Pracapospolita, czyli tacy sami

"Pracapospolita, czyli tacy sami" w reż. Katarzyny Dworak i Pawła Wolaka w Teatrze im. Modrzejewskiej w Legnicy. Pisze Piotr Bogdański w Nowych Wiadomościach Wałbrzyskich.

Z propozycji dolnośląskich teatrów wybór padł na spektakl w reżyserii Katarzyny Dworak i Pawła Wolaka w Teatrze Modrzejewskiej w Legnicy pt. "Pracapospolita". Wybór okazał się trafny.

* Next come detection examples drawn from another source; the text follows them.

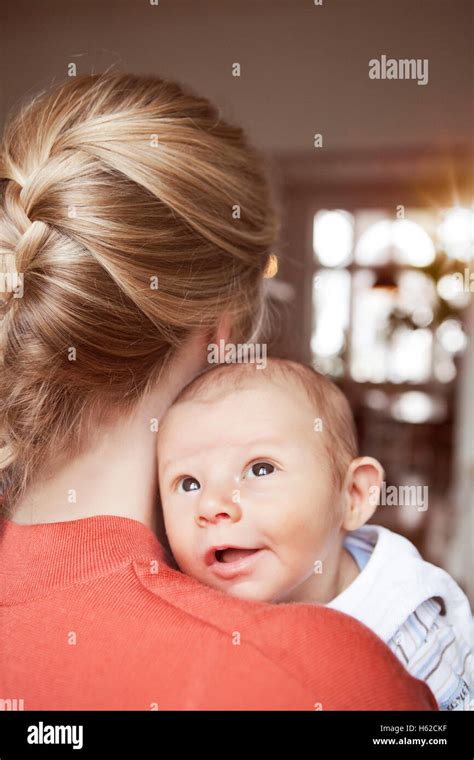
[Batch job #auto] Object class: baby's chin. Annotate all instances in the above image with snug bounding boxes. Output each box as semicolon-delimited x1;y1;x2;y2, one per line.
209;580;279;604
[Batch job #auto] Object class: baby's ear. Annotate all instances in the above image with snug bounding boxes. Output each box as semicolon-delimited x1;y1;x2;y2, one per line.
342;457;385;530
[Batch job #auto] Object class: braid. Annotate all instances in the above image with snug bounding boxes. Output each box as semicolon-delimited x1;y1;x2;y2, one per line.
0;73;279;509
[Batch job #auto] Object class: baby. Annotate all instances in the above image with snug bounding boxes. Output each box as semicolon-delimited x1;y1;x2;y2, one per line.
158;359;473;710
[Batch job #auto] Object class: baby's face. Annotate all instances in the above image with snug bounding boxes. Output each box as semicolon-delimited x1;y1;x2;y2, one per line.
158;378;342;602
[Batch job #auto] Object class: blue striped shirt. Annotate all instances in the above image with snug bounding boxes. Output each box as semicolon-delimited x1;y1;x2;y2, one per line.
344;533;474;710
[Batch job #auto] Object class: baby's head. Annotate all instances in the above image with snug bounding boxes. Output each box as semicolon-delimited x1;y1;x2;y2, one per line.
158;359;382;603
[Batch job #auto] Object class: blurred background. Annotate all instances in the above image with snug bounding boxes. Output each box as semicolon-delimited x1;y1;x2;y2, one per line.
0;0;474;603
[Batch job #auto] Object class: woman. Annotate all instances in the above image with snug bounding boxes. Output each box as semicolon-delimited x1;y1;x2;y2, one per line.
0;74;435;710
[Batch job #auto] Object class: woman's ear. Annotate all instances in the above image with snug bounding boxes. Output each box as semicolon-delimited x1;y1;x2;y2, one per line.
211;311;232;345
342;457;385;530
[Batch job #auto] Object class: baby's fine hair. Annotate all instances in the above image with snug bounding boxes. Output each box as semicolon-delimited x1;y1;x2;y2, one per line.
168;358;358;488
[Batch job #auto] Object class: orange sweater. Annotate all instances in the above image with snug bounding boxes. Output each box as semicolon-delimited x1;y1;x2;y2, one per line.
0;515;436;710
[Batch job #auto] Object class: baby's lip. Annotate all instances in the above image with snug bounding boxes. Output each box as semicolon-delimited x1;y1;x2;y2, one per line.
204;544;265;565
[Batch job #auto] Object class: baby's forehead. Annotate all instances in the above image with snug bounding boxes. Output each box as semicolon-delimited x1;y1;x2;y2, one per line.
160;370;314;434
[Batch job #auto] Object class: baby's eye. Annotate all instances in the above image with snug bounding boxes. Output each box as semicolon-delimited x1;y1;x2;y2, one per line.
178;477;201;493
246;462;275;478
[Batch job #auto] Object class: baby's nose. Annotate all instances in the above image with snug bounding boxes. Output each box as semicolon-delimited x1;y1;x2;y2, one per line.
196;496;240;526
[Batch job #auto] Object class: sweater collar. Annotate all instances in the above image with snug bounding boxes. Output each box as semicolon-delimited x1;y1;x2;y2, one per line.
0;515;168;604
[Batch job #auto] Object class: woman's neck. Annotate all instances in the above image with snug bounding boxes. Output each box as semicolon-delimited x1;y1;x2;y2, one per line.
9;336;209;530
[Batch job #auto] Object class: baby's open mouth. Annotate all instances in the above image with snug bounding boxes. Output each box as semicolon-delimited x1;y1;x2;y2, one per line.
215;547;260;562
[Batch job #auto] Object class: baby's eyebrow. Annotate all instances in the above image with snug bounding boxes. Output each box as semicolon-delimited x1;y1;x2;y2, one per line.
162;435;287;475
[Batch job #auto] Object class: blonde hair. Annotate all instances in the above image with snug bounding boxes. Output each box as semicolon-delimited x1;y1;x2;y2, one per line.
0;73;279;510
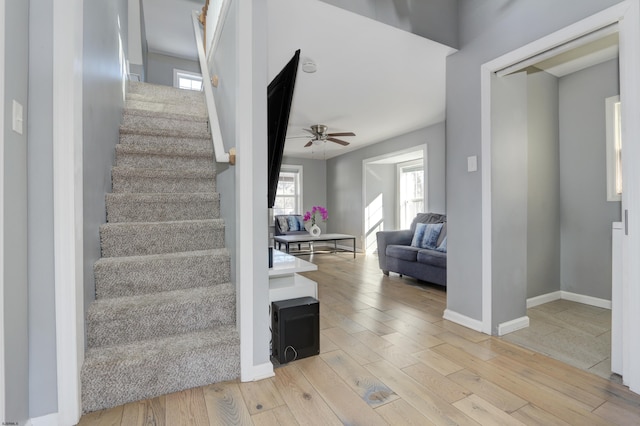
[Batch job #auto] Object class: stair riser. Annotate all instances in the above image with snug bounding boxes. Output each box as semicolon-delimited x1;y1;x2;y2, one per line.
125;96;207;117
112;175;216;193
127;83;204;103
122;113;209;135
107;200;220;223
94;251;231;299
100;222;224;257
116;152;213;170
86;293;236;348
81;326;240;413
120;133;211;149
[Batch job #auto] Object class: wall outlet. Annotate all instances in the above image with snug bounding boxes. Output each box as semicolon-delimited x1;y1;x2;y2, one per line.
467;155;478;172
11;99;24;135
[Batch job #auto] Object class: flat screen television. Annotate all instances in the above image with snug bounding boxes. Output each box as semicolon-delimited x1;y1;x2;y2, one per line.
267;49;300;208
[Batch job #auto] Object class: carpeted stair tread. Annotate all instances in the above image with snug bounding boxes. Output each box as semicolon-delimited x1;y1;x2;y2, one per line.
82;325;240;413
120;133;213;150
116;144;213;159
122;111;209;136
94;248;231;299
116;144;214;170
120;125;211;139
111;166;216;192
127;81;204;103
100;219;224;257
105;192;220;223
86;283;236;348
124;103;209;123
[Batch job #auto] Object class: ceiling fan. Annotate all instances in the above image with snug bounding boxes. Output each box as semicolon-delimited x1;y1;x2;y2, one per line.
302;124;356;148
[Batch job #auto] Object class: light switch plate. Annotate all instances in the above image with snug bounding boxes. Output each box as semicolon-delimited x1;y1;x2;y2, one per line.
12;99;24;135
467;155;478;172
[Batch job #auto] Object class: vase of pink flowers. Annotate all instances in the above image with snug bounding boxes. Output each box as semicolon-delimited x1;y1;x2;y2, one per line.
303;206;329;237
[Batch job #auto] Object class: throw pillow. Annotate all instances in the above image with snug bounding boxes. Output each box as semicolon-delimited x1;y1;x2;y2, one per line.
420;223;442;250
287;216;300;231
278;216;289;232
411;223;427;247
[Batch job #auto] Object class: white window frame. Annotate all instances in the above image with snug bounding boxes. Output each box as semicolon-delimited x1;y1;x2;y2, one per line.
605;95;622;201
396;158;427;229
274;164;304;214
173;68;202;92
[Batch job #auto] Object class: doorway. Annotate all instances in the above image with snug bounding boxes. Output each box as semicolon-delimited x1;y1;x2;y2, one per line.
481;1;640;392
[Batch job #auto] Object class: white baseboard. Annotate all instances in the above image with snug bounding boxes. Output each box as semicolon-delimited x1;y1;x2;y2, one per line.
242;362;276;382
442;309;482;332
498;316;529;336
527;291;611;309
25;413;60;426
527;290;562;309
562;291;611;309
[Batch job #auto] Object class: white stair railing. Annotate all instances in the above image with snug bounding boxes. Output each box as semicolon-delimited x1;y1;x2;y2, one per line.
192;10;236;165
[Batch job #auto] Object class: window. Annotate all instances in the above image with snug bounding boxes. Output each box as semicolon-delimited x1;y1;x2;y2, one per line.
173;69;202;91
273;164;302;215
398;159;424;229
605;96;622;201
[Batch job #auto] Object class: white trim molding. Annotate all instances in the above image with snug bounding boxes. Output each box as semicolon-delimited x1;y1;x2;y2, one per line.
53;0;84;425
498;316;529;336
527;290;562;309
560;291;611;309
25;413;61;426
442;309;483;332
0;2;7;419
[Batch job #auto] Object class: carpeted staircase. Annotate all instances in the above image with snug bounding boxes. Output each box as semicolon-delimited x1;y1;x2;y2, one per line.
82;83;240;412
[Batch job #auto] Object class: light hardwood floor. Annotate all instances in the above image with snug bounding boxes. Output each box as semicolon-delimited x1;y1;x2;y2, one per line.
80;254;640;426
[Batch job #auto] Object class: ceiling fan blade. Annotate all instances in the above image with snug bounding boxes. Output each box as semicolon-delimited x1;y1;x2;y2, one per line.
327;138;349;146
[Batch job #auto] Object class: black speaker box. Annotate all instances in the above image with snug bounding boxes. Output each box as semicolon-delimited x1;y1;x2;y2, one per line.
271;297;320;364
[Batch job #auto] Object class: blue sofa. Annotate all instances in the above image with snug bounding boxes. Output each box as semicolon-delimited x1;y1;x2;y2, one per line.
273;214;309;250
376;213;447;286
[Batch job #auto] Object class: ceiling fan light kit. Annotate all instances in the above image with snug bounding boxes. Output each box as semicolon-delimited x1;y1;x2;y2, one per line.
302;58;318;74
302;124;356;148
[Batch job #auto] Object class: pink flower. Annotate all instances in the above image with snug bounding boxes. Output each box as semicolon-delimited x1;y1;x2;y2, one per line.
303;206;329;225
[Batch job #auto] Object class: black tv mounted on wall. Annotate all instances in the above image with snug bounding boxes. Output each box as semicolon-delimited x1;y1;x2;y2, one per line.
267;49;300;208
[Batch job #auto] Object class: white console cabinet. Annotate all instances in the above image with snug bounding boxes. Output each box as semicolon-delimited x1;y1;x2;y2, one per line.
269;250;318;303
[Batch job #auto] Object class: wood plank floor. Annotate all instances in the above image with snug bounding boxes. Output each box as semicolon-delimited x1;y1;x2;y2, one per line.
79;254;640;426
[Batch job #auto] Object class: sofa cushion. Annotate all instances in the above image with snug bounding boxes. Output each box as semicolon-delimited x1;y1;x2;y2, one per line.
436;222;447;246
410;213;447;232
386;245;422;262
287;216;304;231
417;249;447;268
420;223;442;249
276;216;289;232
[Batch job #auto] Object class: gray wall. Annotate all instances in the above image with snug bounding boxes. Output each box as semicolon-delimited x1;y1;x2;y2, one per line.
327;123;442;248
0;0;29;424
559;60;621;300
27;0;58;417
448;0;618;326
146;52;201;86
282;157;331;232
322;0;458;48
527;72;564;298
82;0;128;309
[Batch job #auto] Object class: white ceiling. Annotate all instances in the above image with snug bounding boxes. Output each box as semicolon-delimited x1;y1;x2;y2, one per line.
268;0;453;159
142;0;205;61
143;0;453;158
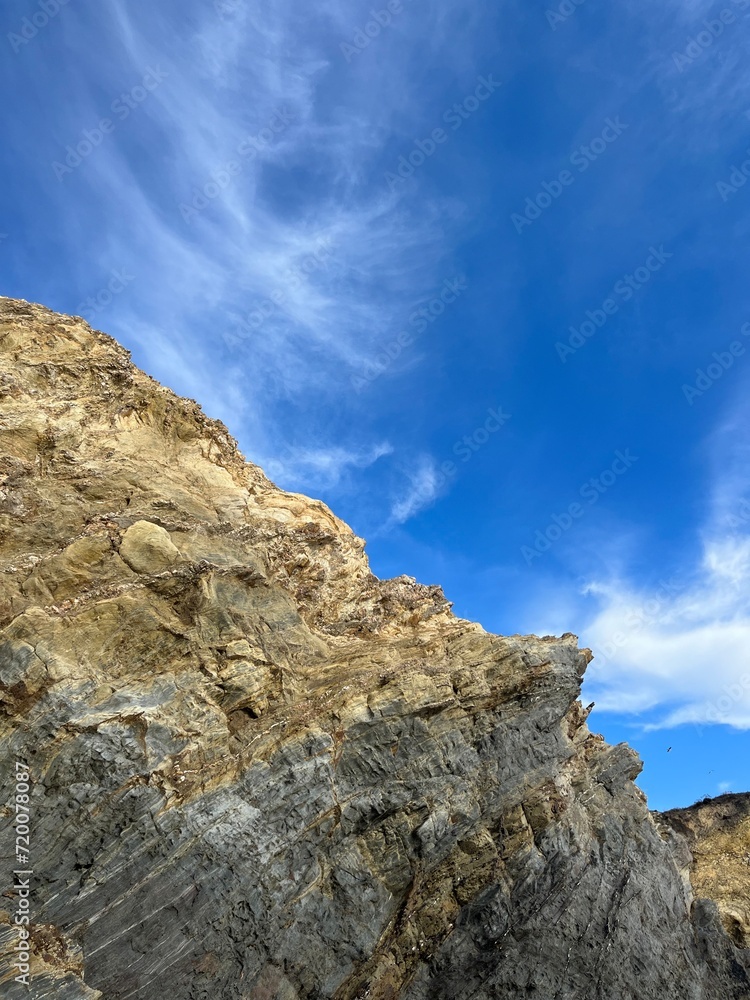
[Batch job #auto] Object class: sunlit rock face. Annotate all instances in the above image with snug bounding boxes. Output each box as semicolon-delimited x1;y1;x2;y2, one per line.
0;299;750;1000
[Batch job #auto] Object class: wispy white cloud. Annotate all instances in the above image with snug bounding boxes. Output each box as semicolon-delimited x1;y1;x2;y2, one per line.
264;442;393;489
389;455;445;524
38;0;479;482
582;394;750;729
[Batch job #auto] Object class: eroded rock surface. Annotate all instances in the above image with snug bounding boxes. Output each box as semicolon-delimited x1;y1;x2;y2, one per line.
655;792;750;948
0;299;750;1000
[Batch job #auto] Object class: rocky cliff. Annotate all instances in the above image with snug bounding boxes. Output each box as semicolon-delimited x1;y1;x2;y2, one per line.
0;299;750;1000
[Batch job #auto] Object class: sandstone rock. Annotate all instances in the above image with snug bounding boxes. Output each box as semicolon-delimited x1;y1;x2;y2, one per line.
654;793;750;949
0;299;750;1000
120;521;185;573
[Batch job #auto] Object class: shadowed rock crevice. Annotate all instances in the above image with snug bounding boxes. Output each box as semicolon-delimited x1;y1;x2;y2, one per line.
0;299;750;1000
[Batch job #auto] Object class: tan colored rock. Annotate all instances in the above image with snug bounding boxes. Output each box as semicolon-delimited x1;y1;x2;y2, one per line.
0;299;750;1000
120;521;185;573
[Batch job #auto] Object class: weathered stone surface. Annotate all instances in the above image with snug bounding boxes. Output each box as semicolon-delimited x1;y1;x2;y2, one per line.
0;299;750;1000
654;792;750;948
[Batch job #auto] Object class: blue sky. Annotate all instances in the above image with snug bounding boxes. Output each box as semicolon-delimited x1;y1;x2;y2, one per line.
0;0;750;807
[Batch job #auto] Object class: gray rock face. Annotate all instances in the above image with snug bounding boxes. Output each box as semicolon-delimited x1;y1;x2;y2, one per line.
0;299;750;1000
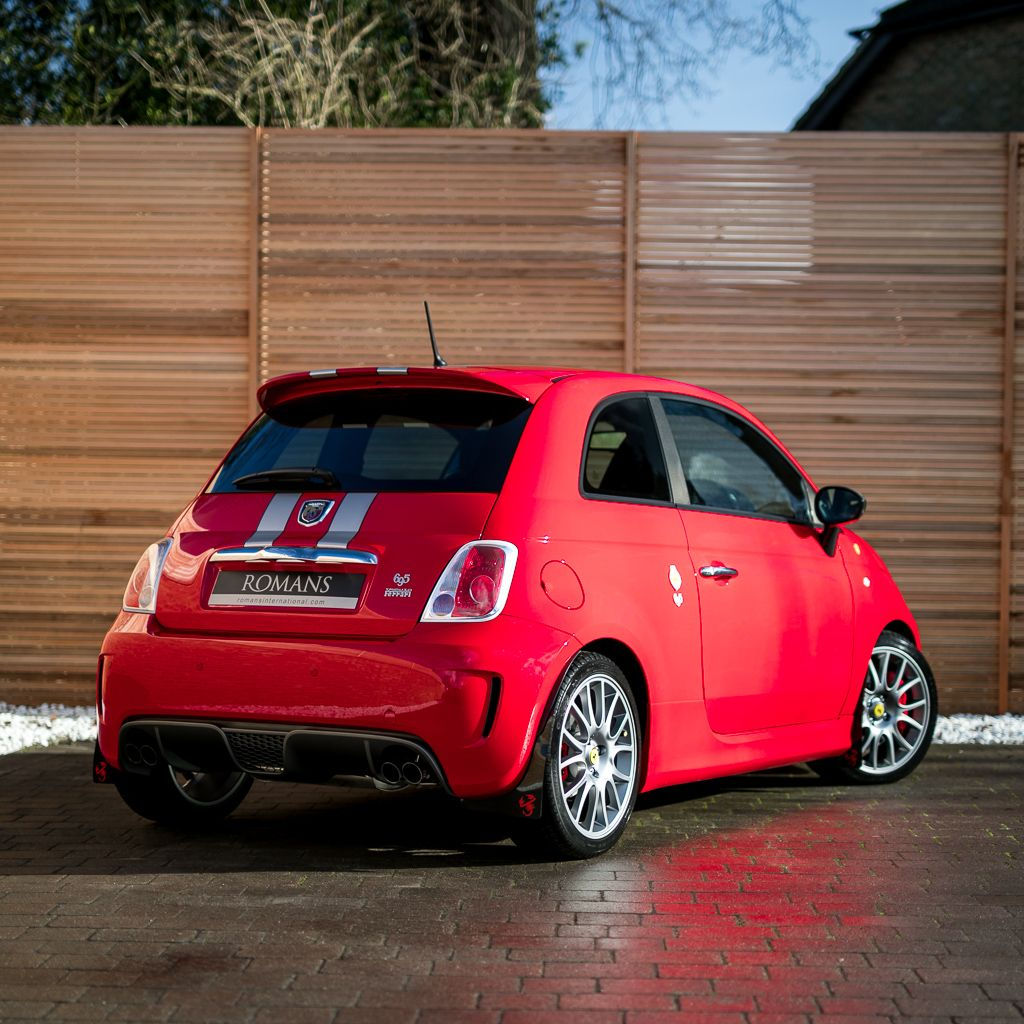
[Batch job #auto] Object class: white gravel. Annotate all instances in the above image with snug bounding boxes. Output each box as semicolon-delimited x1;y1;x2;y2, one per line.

Duet pisarski Katarzyna Dworak - Paweł Wolak ą sztuką - "Pracapospolita" udowadniają, że sukces ich literackiego debiutu - "Sami" nie jest przypadkiem. Para aktorów z legnickiego teatru bez wątpienia posiada nieprzeciętny talent do pisania w "lekki" sposób o współczesnych problemach Polaków. Tym razem Dworak/ Wolski podjęli tematykę utraty idei i moralności. W "Pracapospolitej" oglądamy jak czwórka wspólników Kasia (Katarzyna Dworak), Paweł (Paweł Wolak), Tomek (Paweł Palcat) i Grzesiek (Grzegorz Wojdon), pełni entuzjazmu i szlachetności, prowadzą z powodzeniem własną firmę. Przyświeca im credo - "Nie wiesz jak się zachować? Zachowaj się przyzwoicie". Pewnego dnia dziewczyna proponuje pozostałym wspólnikom układ z przedstawicielem lokalnej władzy. Mają mu wręczyć łapówkę za intratny kontrakt. Mimo pewnych oporów, szybko na to przystają. Ta decyzja pociąga za sobą ciąg zdarzeń, które obnażają inne słabości bohaterów spektaklu. Autorzy czynią ich postaciami niejedno wymiarowymi. Wikłają ich w takie sytuacje, że nie jest tak łatwo jednoznacznie ocenić ich postępowanie. Nie podsuwają nam także jakiejś banalnej puenty. Dworak/Wolak prowokują za to dyskusji i refleksji. Aktorzy - pisarze, spektakl również reżyserują i występują w nim. Tu także należą im się gratulacje. Skromne środki - zbita z desek scena z wkompowanymi w nią siedzeniami, aktówka, akt notarialny, ręcznik i pieniądze wystarczyły, aby zbudować pełne dramaturgii i humoru przedstawienie. Komplety na widowni i gromkie brawa zawdzięczają również pierwszoligowemu zespołowi aktorskiemu. Spektakl wystawiany jest na głównej scenie, na której mieści się również publiczność. Taki bliski kontakt wzmocnił jeszcze odbiór i pozwolił dokładniej ocenić zaangażowanie artystów. Wróćmy jednak na chwilę do wspomnianego humoru. Jest on największym atutem "Pracapospolitej". Po niedawnej wizycie w kinie na bredniach pt. "Ciacho" wyważone żarty i zabawne dialogi budzą wielkie uznanie. Szczególnie polecam rozmowę właścicieli firmy z babcią (Anita Poddębniak) pobitego przez nich wnuczka. To aktorski i słowny majstersztyk. Nie mam wątpliwości, że najnowsza propozycja Teatru w Legnicy stanie się hitem sezonu. Tak duże zainteresowanie oraz bardzo dobre recenzje pokazują, jak bardzo brakuje takich lekkich, ale mądrych przedstawień. Jednym słowem "Pracapospolita" to żelazna pozycja dla miłośników dobrego teatru.

Pracownia

X
Nie jesteś zalogowany. Zaloguj się.
Trwa wyszukiwanie

Kafelki

Nakieruj na kafelki, aby zobaczyć ich opis.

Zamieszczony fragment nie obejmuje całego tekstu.